Increased intracranial pressure, cavernous sinus mass (e.g., meningioma, aneurysm, metastasis), MS, sarcoidosis, vasculitis, after myelography or LP, stroke (usually with other neurologic deficits), meningeal inflammation/infection (e.g., Lyme disease, neurosyphilis), and GCA.

Children

Benign and usually self-limited after viral infection or vaccination, trauma, increased intracranial pressure (e.g., obstructive hydrocephalus), pontine glioma, and Gradenigo syndrome (petrositis causing sixth and often seventh cranial nerve involvement, with or without eighth and fifth cranial nerve involvement on the same side; associated with complicated otitis media).

Work Up

Workup

Adults

  1. History: Do the symptoms fluctuate during the day? Cancer, diabetes, or thyroid disease?

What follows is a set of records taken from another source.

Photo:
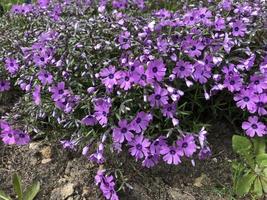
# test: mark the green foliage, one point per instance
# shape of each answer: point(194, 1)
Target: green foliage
point(8, 3)
point(250, 175)
point(29, 194)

Symptoms of GCA (in the appropriate age group)?
  2. Complete neurologic and ophthalmic examinations; pay careful attention to the function of the other cranial nerves and the appearance of the optic disc. Because of the risk of corneal damage, it is especially important to evaluate the fifth cranial nerve. Corneal sensation (supplied by the first division) can be tested by touching a wisp of cotton or a tissue to the corneas before applying topical anesthetic. Ophthalmoscopy looking for papilledema is required because increased intracranial pressure from any cause can result in unilateral or bilateral sixth cranial nerve palsies.
  3. Check blood pressure, fasting blood sugar, and hemoglobin A1c.
  4. MRI of the brain is indicated for the following patients:
    • Younger than 45 years of age (if MRI is negative, consider LP).
    • Patients aged 45 to 55 years with no vasculopathic risk factors.
    • Sixth cranial nerve palsy accompanied by severe pain or any other neurologic or neuro-ophthalmic signs.
    • Any history of cancer.
    • Bilateral sixth cranial nerve palsies.
    • Papilledema is present.
  5. Immediate ESR, CRP, and platelet count if GCA is suspected. See 10.17, ARTERITIC ISCHEMIC OPTIC NEUROPATHY (GIANT CELL ARTERITIS).
  6. Consider Lyme antibody.

Children

  1. History: Recent illness or trauma? Neurologic symptoms, lethargy, or behavioral changes? Chronic ear infections?
  2. Complete neurologic and ophthalmic examinations as described for adults.
  3. Otoscopic examination to rule out complicated otitis media.
  4. MRI of the brain in all children.

Treatment

  1. Treat any underlying problem revealed by the workup.
  2. An occlusion patch may be placed over one eye or fogging plastic tape applied to one spectacle lens to relieve symptomatic diplopia. In patients <11 years, patching is avoided, and these patients are monitored closely for the development of amblyopia. See 8.7, AMBLYOPIA.
  3. Prisms in glasses may be fit acutely for temporary relief or for chronic stable deviations (e.g., after stroke). Consider strabismus surgery for a stable deviation that persists >6 months.

Follow Up

Reexamine every 6 weeks after the onset of the palsy until it resolves. MRI of the head is indicated if any new neurologic signs or symptoms develop, the abduction deficit increases, or the isolated sixth cranial nerve palsy does not resolve in 3 to 6 months.